Section H: Final Validation Checklist

  • one module/tool should clearly dominate risk in this dataset slice.
  • assumption should reduce impacted fail-lot set.
  • abduced hypotheses should align with derived high-signal module/tool.
  • explanations should reference concrete facts and derived relations.

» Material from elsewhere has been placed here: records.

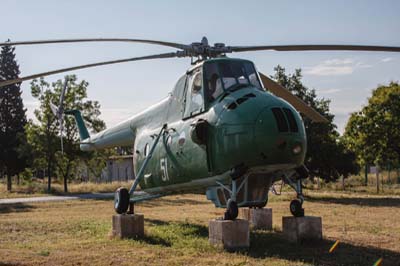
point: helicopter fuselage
(246, 127)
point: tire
(121, 200)
(232, 210)
(296, 208)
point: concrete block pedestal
(260, 218)
(127, 225)
(231, 235)
(300, 229)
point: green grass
(176, 233)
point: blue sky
(346, 78)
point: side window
(194, 101)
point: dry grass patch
(38, 189)
(76, 232)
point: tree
(327, 156)
(12, 117)
(374, 132)
(45, 136)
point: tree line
(372, 135)
(28, 147)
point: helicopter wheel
(296, 208)
(121, 200)
(232, 210)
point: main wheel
(232, 210)
(296, 208)
(121, 200)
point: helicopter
(226, 129)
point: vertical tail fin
(83, 132)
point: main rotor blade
(317, 47)
(18, 80)
(300, 106)
(169, 44)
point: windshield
(222, 75)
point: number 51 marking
(164, 169)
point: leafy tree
(374, 132)
(326, 157)
(12, 117)
(46, 136)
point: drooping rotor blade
(61, 107)
(169, 44)
(297, 103)
(54, 109)
(316, 47)
(18, 80)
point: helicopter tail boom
(83, 132)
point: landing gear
(121, 200)
(232, 210)
(296, 205)
(296, 208)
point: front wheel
(121, 200)
(296, 208)
(232, 210)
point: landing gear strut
(296, 205)
(121, 200)
(232, 209)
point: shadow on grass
(17, 207)
(371, 202)
(272, 244)
(266, 244)
(171, 202)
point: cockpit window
(222, 75)
(194, 102)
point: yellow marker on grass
(334, 246)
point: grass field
(77, 233)
(38, 188)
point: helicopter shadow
(370, 202)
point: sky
(346, 78)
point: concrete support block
(299, 229)
(260, 218)
(231, 235)
(127, 225)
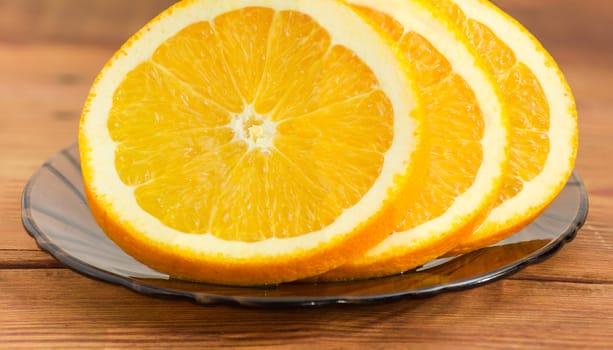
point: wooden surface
(50, 50)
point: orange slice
(543, 116)
(250, 142)
(465, 132)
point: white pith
(563, 120)
(335, 18)
(416, 17)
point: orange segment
(459, 176)
(245, 143)
(543, 125)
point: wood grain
(51, 50)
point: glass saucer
(55, 213)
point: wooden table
(50, 50)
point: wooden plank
(63, 309)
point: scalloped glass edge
(55, 214)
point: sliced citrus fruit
(465, 133)
(543, 117)
(250, 142)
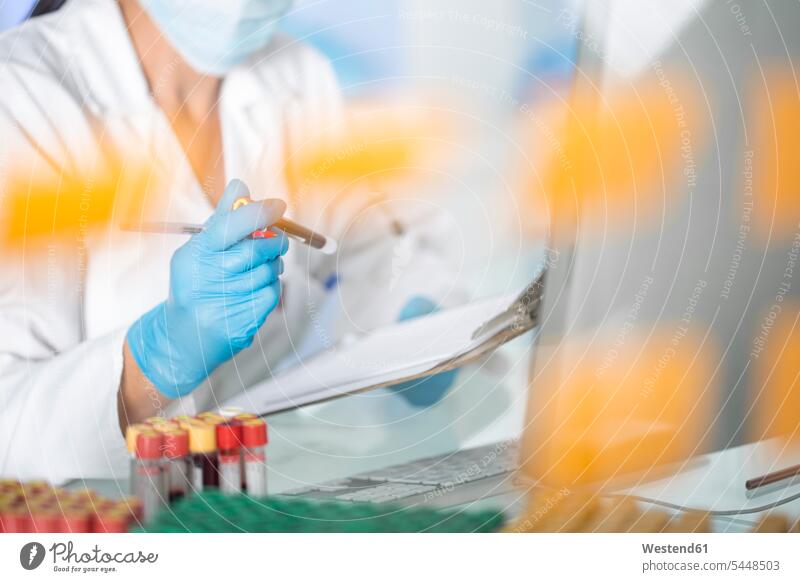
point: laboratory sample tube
(245, 416)
(230, 411)
(45, 518)
(211, 417)
(254, 439)
(17, 519)
(131, 433)
(203, 450)
(76, 520)
(111, 520)
(229, 443)
(150, 475)
(178, 463)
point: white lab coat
(69, 79)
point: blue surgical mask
(214, 36)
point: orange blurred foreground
(622, 413)
(39, 207)
(624, 153)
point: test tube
(131, 433)
(150, 475)
(203, 449)
(229, 443)
(178, 463)
(254, 439)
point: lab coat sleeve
(58, 393)
(378, 270)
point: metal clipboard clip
(521, 315)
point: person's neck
(175, 86)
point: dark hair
(46, 6)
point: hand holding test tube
(315, 240)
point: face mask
(214, 36)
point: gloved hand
(429, 389)
(223, 285)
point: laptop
(489, 471)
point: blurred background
(697, 205)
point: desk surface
(377, 429)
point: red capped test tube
(254, 439)
(178, 463)
(229, 444)
(150, 475)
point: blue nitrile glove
(429, 389)
(223, 285)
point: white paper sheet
(387, 355)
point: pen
(324, 244)
(770, 478)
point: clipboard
(442, 341)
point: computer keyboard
(431, 478)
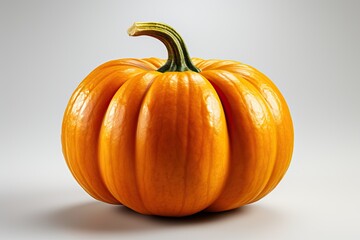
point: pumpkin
(176, 137)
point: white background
(310, 49)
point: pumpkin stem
(178, 57)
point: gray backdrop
(310, 49)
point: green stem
(178, 57)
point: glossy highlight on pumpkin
(173, 143)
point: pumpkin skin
(177, 142)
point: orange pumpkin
(177, 137)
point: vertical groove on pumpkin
(141, 179)
(185, 194)
(84, 181)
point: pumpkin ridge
(75, 164)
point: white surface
(309, 49)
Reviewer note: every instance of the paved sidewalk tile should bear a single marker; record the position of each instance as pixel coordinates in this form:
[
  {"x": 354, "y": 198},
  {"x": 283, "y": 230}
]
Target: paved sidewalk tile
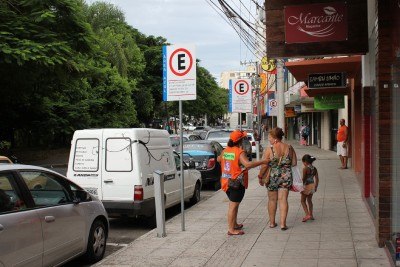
[{"x": 342, "y": 233}]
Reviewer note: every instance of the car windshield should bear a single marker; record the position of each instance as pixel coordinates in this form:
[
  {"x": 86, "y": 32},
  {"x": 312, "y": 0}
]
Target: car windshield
[
  {"x": 201, "y": 147},
  {"x": 175, "y": 140},
  {"x": 219, "y": 135}
]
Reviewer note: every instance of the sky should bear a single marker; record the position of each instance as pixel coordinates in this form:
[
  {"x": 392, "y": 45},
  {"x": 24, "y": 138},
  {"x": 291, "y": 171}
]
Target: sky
[{"x": 218, "y": 46}]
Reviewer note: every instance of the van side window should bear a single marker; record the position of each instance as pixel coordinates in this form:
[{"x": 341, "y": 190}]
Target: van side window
[
  {"x": 118, "y": 155},
  {"x": 86, "y": 157},
  {"x": 9, "y": 199}
]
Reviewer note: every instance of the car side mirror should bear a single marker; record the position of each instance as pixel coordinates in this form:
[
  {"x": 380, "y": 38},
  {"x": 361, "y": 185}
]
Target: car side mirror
[
  {"x": 192, "y": 164},
  {"x": 81, "y": 196}
]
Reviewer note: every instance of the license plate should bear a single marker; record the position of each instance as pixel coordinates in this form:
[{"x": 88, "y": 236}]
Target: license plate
[{"x": 92, "y": 190}]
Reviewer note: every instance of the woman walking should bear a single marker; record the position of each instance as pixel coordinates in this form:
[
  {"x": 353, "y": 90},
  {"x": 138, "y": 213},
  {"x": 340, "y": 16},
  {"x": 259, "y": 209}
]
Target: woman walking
[
  {"x": 234, "y": 179},
  {"x": 279, "y": 176}
]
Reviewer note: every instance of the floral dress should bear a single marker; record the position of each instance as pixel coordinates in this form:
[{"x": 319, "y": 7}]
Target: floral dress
[{"x": 280, "y": 176}]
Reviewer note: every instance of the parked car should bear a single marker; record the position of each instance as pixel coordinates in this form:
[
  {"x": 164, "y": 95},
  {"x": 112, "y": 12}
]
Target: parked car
[
  {"x": 4, "y": 159},
  {"x": 221, "y": 136},
  {"x": 201, "y": 133},
  {"x": 192, "y": 137},
  {"x": 51, "y": 225},
  {"x": 204, "y": 153},
  {"x": 189, "y": 127}
]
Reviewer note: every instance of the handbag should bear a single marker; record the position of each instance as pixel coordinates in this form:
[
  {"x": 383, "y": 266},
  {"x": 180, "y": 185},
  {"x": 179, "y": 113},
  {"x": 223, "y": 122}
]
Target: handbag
[
  {"x": 297, "y": 185},
  {"x": 236, "y": 183}
]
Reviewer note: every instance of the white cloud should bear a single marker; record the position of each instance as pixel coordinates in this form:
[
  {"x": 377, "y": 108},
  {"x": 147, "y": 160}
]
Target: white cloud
[{"x": 188, "y": 21}]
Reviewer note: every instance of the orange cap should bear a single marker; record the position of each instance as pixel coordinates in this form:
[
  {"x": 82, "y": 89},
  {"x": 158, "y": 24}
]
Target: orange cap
[{"x": 236, "y": 135}]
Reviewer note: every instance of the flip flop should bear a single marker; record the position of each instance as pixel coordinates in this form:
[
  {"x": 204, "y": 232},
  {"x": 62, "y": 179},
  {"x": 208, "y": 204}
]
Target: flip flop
[
  {"x": 239, "y": 227},
  {"x": 238, "y": 233},
  {"x": 273, "y": 225},
  {"x": 306, "y": 218}
]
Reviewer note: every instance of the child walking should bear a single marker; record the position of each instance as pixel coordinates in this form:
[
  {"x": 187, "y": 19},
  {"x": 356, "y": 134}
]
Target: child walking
[{"x": 310, "y": 181}]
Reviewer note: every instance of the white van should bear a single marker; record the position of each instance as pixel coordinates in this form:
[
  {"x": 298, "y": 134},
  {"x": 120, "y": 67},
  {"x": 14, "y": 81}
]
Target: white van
[{"x": 117, "y": 166}]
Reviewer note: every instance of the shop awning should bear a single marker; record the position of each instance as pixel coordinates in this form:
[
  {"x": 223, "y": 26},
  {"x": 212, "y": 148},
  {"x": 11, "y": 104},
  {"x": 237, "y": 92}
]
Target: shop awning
[{"x": 301, "y": 69}]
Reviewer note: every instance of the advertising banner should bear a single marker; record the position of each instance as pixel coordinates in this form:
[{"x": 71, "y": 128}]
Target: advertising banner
[
  {"x": 327, "y": 80},
  {"x": 323, "y": 22}
]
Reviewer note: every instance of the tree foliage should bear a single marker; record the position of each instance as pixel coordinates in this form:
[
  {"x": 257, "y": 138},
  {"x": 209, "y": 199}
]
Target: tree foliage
[{"x": 66, "y": 65}]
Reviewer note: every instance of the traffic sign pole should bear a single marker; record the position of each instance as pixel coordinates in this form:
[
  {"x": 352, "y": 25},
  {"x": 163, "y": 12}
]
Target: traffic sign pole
[
  {"x": 182, "y": 173},
  {"x": 179, "y": 83}
]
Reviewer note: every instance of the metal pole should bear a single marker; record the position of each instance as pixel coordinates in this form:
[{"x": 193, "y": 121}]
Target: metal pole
[
  {"x": 240, "y": 121},
  {"x": 160, "y": 205},
  {"x": 257, "y": 83},
  {"x": 182, "y": 173},
  {"x": 280, "y": 95}
]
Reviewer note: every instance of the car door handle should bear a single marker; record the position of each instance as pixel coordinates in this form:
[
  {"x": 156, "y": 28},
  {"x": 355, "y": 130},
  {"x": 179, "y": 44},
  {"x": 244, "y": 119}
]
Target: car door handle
[{"x": 49, "y": 218}]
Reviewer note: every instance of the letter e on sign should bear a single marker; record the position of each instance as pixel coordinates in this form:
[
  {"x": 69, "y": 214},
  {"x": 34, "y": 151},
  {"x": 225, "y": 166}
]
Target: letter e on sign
[
  {"x": 242, "y": 87},
  {"x": 180, "y": 62},
  {"x": 179, "y": 72}
]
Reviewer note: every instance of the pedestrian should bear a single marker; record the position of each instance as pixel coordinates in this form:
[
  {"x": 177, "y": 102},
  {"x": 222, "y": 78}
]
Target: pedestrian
[
  {"x": 310, "y": 182},
  {"x": 279, "y": 176},
  {"x": 234, "y": 167},
  {"x": 342, "y": 138}
]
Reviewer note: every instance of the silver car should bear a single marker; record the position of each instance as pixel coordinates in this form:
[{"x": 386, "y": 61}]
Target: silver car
[{"x": 46, "y": 220}]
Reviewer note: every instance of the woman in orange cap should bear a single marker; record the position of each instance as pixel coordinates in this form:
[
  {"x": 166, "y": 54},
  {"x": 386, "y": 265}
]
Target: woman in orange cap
[{"x": 234, "y": 166}]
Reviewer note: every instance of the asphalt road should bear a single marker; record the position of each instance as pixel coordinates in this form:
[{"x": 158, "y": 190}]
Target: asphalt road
[{"x": 124, "y": 230}]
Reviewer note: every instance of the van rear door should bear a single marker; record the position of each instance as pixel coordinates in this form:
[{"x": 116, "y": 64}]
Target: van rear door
[
  {"x": 84, "y": 166},
  {"x": 117, "y": 175}
]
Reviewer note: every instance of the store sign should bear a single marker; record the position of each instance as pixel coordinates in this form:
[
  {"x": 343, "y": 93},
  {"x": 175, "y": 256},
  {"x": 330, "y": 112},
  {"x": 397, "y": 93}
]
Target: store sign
[
  {"x": 325, "y": 102},
  {"x": 327, "y": 80},
  {"x": 323, "y": 22},
  {"x": 289, "y": 112}
]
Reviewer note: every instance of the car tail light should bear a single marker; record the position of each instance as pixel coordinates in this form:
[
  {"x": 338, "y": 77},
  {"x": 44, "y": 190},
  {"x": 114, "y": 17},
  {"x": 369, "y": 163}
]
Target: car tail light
[
  {"x": 138, "y": 193},
  {"x": 211, "y": 163}
]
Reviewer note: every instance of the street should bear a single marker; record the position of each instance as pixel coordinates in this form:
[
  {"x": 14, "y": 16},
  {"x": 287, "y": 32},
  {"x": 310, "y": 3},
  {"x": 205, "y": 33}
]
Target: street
[{"x": 125, "y": 230}]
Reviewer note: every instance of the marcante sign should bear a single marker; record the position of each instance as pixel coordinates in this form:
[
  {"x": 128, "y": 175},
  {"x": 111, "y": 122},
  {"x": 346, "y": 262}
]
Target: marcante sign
[{"x": 324, "y": 22}]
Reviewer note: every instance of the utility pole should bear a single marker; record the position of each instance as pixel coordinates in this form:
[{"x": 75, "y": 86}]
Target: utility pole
[{"x": 256, "y": 82}]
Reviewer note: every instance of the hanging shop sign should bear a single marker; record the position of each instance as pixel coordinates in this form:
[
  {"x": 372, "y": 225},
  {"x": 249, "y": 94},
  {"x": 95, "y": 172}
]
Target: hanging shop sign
[
  {"x": 327, "y": 80},
  {"x": 298, "y": 29},
  {"x": 268, "y": 64},
  {"x": 323, "y": 22},
  {"x": 272, "y": 107},
  {"x": 289, "y": 112},
  {"x": 325, "y": 102}
]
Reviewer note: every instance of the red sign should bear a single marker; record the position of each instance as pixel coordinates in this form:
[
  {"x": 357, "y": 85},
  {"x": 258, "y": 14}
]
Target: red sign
[{"x": 324, "y": 22}]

5) Markdown-First Pedagogy Requirements

Each code cell must be preceded by markdown that states:

  • what this cell does.
  • why it matters operationally.
  • what output shape to expect.

For Locy cells, add short reading tips:

  • how to read each CREATE RULE.
  • what relation keys represent.
  • what would indicate a modeling bug.

6) Scope for v1 Notebook

In scope:

  • end-to-end reproducible notebook using prepared SECOM-derived data.
  • one full thread demonstrating DERIVE -> ASSUME -> ABDUCE -> EXPLAIN.
  • schema-first modeling and explicit expected outcomes.

Out of scope (v1):

  • online feature engineering notebooks.
  • training ML models in-notebook.
  • real fab-identifiable tool naming.

7) Follow-on v2 Ideas

  • Add temporal windows (within last N hours) for excursion propagation.
  • Add maintenance logs as another fact source.
  • Add multi-line manufacturing module support and comparative risk scoring.